Food is very much trial and error for each fluff.  I've fed a couple of the dehydrated foods on the market. But, they were all so hungry all the time on the dehydrated formula. My three actually do better on Vital - Grain free, fresh refrigerated recipes for dogs, holistic, great alternative to raw diets or home cooking It's a refrigerated food. The vital formula for Fresh Pet is grain free and is carried at our local Petsmart. Cody weighs 5 lbs. and eats a strong 1/4 c. morning and night. Josey weighs a little under 4 lbs. and eats a little under 1/4. c. morning and night. Mandy's weight fluctuates a bit, depending on the time of year...10-11 lbs. and eats a strong 1/3 a c. morning and night. I should add that I'm also adding in a little of my own home cooked foods (lean meats, veggies, and fruits) with it. Josey and Cody are finicky eaters. This is something they will actually eat and have done well on.


----------



## The A Team (Dec 1, 2005)

I feed mine Dr. Harvey's. They absolutely go crazy over it!! It takes me longer to put it in their bowls and put it down than for them to gobble it up. 

Archie gets veg-to-bowl (grain free) because of allergies

and the rest of the pack get the "Complete Canine". 

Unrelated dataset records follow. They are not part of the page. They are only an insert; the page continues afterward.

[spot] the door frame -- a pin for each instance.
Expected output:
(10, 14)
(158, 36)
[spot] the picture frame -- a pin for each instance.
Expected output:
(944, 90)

All are doing well with it.


----------



## jadey (Nov 2, 2006)

We were on the dr harvey veg bowl. Its a great food but deuci picks out some of the veg so we are trying Artisan lamb atm and rotate stella chewy. And still on evo in the mornings. Finally think i have a good combo! Good luck


----------



## Bailey&Me (Mar 8, 2010)

I'm in the process of transitioning Bailey to Acana Pacifica. He gets a little bit of canned food mixed in (various natural brands like Weruva, Party Animal Organic, etc). He also eats Grandma Lucy's Artisan, Dr. Harveys, and Stella & Chewy's sometimes. He does well with a variety so I often change things up for him.


----------



## poochie2 (Jan 14, 2010)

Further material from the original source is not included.